Les biocarburants ainsi que le gaz naturel et le diesel renouvelables, dont la production n’augmente pas au même rythme que la demande, sont d’autres ingrédients qui risquent de manquer.

C’est la même chose pour l’hydrogène, qui est au cœur de la stratégie de décarbonation de l’industrie lourde, comme les aciéries.

« L’hydrogène fera certainement partie de la solution dans les secteurs difficiles à électrifier, mais ce ne pourra pas être la seule solution. »

— Bruno Pollet, directeur de la Chaire de recherche du Canada sur la production d’hydrogène vert de l’Université du Québec à Trois-Rivières.

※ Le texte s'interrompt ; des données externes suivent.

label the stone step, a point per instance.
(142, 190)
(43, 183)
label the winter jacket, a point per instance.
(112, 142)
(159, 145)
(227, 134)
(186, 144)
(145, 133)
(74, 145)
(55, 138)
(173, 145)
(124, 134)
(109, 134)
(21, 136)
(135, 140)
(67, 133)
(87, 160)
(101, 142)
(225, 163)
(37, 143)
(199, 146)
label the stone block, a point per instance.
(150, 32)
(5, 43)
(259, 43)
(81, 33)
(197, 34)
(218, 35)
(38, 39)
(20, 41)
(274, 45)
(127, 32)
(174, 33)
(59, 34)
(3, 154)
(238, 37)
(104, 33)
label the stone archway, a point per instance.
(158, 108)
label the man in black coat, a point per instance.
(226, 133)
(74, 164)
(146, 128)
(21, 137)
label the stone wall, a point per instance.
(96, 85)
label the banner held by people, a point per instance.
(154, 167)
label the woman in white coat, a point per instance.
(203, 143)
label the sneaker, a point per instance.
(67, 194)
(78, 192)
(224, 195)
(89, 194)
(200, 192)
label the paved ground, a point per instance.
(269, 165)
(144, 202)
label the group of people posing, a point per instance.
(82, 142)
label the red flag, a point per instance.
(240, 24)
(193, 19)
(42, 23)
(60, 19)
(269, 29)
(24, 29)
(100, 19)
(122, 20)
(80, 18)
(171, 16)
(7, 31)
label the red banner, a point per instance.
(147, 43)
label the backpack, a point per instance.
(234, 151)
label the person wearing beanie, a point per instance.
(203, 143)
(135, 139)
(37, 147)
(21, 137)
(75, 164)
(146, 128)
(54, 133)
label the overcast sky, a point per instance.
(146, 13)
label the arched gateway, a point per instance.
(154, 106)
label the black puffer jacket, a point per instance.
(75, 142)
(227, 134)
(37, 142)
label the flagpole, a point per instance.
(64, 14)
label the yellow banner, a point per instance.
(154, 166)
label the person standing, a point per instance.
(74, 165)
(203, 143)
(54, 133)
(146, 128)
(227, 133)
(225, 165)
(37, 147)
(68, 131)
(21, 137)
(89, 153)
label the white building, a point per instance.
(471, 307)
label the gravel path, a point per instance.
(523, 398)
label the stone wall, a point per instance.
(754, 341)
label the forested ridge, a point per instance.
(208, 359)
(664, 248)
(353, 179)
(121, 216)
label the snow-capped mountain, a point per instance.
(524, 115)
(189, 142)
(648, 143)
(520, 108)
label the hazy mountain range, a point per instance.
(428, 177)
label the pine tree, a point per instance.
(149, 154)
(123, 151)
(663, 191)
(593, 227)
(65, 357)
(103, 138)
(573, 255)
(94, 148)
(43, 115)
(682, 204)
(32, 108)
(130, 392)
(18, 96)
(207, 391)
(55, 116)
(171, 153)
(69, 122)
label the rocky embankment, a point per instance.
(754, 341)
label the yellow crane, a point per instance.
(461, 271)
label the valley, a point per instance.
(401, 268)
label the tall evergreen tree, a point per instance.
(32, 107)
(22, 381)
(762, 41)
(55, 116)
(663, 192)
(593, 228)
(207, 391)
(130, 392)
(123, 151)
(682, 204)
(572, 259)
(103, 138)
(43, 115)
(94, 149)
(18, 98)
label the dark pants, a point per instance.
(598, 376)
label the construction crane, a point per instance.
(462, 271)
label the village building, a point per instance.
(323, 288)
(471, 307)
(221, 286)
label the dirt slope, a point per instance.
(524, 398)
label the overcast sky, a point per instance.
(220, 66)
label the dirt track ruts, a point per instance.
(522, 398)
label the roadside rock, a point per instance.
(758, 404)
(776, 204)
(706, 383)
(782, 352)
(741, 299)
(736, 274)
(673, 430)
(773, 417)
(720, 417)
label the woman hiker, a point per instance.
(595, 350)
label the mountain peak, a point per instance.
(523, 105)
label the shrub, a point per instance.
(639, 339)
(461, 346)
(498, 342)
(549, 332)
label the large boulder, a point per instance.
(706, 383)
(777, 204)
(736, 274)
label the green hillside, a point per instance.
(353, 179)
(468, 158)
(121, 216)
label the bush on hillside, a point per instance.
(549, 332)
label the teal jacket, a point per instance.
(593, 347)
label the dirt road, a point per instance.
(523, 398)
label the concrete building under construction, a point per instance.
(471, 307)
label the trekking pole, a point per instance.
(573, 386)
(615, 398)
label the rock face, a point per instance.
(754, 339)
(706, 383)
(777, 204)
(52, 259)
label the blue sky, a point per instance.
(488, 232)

D’abord, il n’y aura pas assez d’hydrogène vert pour répondre aux besoins, explique Bruno Pollet. Le Québec produit actuellement 3000 tonnes d’hydrogène vert par année et il y a actuellement des projets pour en produire 130 000 tonnes par année.

Le gouvernement du Québec, par la voie du ministre de l’Économie, Pierre Fitzgibbon, a déjà fermé la porte de la filière de production d’hydrogène vert parce qu’elle exige trop d’électricité pour les capacités de production d’Hydro-Québec.

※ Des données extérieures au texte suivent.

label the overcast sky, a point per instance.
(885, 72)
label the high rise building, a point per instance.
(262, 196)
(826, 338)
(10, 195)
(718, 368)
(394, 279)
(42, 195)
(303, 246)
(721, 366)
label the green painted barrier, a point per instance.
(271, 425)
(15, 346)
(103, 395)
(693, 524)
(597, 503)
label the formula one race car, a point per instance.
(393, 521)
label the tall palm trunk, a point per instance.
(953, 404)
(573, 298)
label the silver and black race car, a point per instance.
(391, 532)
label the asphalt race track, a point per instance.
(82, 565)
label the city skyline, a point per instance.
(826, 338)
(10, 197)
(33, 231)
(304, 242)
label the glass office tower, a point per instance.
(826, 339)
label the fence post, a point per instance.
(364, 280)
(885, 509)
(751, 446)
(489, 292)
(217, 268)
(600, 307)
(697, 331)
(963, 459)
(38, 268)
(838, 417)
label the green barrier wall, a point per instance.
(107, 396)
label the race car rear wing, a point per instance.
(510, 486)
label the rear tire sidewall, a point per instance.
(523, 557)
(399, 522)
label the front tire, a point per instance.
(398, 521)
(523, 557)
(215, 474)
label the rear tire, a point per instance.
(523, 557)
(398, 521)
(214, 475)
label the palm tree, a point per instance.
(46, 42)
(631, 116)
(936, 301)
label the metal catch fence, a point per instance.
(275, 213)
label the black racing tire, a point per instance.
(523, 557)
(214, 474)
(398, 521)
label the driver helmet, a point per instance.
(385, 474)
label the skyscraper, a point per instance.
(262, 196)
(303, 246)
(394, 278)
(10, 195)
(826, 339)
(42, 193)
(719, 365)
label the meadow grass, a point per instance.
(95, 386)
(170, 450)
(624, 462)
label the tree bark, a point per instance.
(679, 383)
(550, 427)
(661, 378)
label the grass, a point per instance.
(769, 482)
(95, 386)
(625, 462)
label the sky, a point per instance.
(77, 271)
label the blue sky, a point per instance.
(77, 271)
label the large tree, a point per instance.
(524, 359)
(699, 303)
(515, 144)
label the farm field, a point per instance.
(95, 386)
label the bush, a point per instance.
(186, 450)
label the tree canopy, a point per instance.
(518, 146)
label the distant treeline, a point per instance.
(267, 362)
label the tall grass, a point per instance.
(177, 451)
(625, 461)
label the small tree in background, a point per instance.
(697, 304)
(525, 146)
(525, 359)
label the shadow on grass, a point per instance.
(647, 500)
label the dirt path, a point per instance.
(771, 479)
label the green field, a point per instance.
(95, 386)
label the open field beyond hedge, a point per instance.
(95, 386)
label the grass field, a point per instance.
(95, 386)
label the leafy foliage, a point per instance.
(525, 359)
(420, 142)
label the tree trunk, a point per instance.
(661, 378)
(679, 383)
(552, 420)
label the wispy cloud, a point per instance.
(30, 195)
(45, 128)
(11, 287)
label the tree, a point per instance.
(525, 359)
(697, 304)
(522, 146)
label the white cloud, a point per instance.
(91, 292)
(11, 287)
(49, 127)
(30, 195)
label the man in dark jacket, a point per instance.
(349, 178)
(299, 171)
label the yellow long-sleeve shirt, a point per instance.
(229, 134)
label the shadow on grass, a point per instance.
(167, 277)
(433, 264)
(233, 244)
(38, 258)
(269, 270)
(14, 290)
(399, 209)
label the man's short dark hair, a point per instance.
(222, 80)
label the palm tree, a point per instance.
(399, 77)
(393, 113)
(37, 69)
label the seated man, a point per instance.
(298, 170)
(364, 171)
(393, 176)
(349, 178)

L’autre défi est le coût élevé de l’hydrogène, qui augmentera les coûts de production des entreprises, souligne Bruno Pollet. « Même si l’hydrogène est disponible, ça coûte très cher », dit-il.

Dans certains secteurs, comme les aciéries, « cela a du sens de se tourner vers l’hydrogène, mais dans d’autres, comme le transport lourd, je ne suis pas sûr », avance le spécialiste.

Et la concurrence ?

Les efforts de décarbonation pourraient bien se heurter à la logique de la compétitivité, surtout dans le secteur des produits de base qui se vendent sur les marchés internationaux.

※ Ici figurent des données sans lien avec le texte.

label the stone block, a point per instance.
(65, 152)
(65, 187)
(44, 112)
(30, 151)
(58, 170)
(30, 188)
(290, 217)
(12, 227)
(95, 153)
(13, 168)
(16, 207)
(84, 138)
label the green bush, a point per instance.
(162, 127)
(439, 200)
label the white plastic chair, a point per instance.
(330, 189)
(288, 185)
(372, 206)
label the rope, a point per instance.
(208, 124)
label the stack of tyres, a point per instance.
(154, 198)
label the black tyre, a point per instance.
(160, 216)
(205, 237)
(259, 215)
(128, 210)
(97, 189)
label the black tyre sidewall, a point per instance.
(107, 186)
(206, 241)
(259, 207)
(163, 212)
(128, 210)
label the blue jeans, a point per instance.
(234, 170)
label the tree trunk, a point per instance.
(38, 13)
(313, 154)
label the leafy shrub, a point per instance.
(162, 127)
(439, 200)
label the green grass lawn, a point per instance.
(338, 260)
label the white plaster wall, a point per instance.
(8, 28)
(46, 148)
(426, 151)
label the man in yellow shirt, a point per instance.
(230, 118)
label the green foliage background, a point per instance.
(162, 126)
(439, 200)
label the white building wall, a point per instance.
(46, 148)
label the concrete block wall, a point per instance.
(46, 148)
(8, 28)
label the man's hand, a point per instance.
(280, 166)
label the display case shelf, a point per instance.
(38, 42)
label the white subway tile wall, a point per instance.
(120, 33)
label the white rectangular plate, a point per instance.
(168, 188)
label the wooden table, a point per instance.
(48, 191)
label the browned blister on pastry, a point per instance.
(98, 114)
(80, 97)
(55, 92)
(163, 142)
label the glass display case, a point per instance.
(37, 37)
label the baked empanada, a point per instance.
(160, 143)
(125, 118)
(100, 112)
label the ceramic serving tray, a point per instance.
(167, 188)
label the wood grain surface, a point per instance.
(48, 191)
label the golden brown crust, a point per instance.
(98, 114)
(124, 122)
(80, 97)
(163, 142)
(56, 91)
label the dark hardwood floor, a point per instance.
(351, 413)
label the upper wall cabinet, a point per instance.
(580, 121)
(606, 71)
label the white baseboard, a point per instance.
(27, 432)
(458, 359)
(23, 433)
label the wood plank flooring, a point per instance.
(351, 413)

Une entreprise comme Rio Tinto espère que l’aluminium qui sera produit avec la technologie carboneutre Elysis sera acheté à un prix plus élevé par des clients soucieux de leur empreinte carbone.

Nouveau Monde Graphite, qui a un projet de mine de graphite 100 % électrique et qui veut traiter ce graphite pour en faire un matériau de batterie dans une usine carboneutre à Bécancour, croit aussi que ses clients paieront plus cher pour un produit « propre », dit Julie Paquet, porte-parole de l’entreprise.

L’entreprise ne cache pas que l’appui du gouvernement du Québec, en capital-actions et en subventions, est indispensable à la réalisation de ses ambitions environnementales.

L’apport de fonds publics est d’ailleurs en filigrane dans toutes les stratégies de carboneutralité des entreprises, grandes ou petites.

« Ça prendra des subventions, admet Normand Mousseau, dans un horizon défini dans le temps. » Il faut surtout un plan d’ensemble, ce que le Canada et le Québec n’ont pas, selon lui, contrairement à l’Europe.

Selon lui, la bonne recette vers la décarbonation pourrait être calquée sur celle qui assure le succès de la voiture électrique : un mélange de technologie, de mesures contraignantes, comme l’interdiction de la vente de voitures à essence, et de subventions.

Même si elles ne se réalisent pas, les stratégies des entreprises ne seront pas inutiles, estiment nos interlocuteurs : il faut commencer quelque part et elles ont le mérite de montrer le chemin.